If you're looking for a good guy pitted against a bad guy, you're going to be disappointed. The story is not meant to be taken seriously but is a homespun yarn, even a 'tall tale.' The person coming closest to being the protagonist is Jim Smiley, who wins an absurd bet but at the same time makes a fool of himself:
"Jumping Frog" was originally told in epistolary form—that is, as a letter—though some reprints of the tale have since omitted this letter-frame convention. In the story, Twain recounts his visit, made at the request of a friend back East, to an old man named Simon Wheeler in a California mining camp. Wheeler tells Twain a colorful story about another miner, Jim Smiley. According to Wheeler, Smiley loved to make bets; he would bet on nearly anything. Wheeler relates some of Smiley's more famous gambling escapades, one of which concerns a pet frog. Critics frequently cite this story as an example of a tall tale and note Twain's use of humor and exaggeration.
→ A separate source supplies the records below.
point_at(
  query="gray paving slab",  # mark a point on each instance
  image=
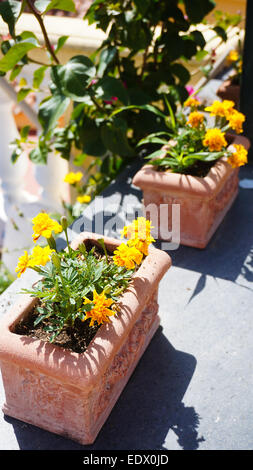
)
(192, 389)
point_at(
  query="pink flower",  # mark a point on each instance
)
(113, 99)
(190, 89)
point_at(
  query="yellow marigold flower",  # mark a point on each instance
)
(73, 178)
(40, 256)
(127, 256)
(221, 108)
(44, 226)
(85, 199)
(141, 245)
(23, 263)
(139, 228)
(239, 157)
(215, 140)
(233, 56)
(236, 120)
(101, 311)
(191, 102)
(195, 119)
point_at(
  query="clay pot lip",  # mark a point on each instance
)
(228, 84)
(148, 178)
(84, 369)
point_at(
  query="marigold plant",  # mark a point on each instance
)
(196, 138)
(83, 284)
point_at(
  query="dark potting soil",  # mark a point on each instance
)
(76, 339)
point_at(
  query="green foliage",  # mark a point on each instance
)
(5, 278)
(180, 148)
(147, 48)
(65, 284)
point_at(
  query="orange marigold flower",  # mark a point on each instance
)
(236, 120)
(141, 245)
(215, 140)
(23, 264)
(40, 256)
(44, 226)
(191, 102)
(239, 156)
(85, 199)
(127, 256)
(73, 178)
(233, 56)
(140, 227)
(195, 119)
(221, 108)
(101, 311)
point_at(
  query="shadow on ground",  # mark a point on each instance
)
(150, 405)
(229, 254)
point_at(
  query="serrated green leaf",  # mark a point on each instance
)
(46, 5)
(22, 94)
(16, 53)
(51, 110)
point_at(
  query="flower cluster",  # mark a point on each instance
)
(100, 311)
(44, 226)
(139, 238)
(78, 283)
(194, 139)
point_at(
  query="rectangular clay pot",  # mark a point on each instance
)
(203, 201)
(72, 394)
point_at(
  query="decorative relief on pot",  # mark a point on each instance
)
(124, 360)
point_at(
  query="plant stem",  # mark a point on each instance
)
(67, 240)
(43, 29)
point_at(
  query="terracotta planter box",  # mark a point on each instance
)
(228, 91)
(203, 201)
(72, 394)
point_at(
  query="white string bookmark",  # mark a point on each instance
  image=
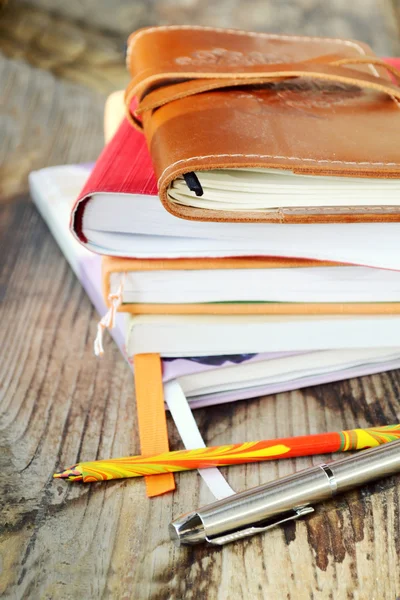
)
(108, 320)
They also emphasize the tale's satirical focus on storytelling and existing cultural differences between the western and eastern regions of the United States.
Notice the "tale within a tale" formula in the story line, adding to the story's folklore effect. American humour distinguished itself by diverting from the British idea of quick and witty verve (with a play on words if possible) to long, drawn-out storytelling where the humour was in the awkward manner therein rather than in the use of puns or any "catch phrase" at the end.
On this subject, it would be worthwhile to check out Twain's essay "How to Tell a Story."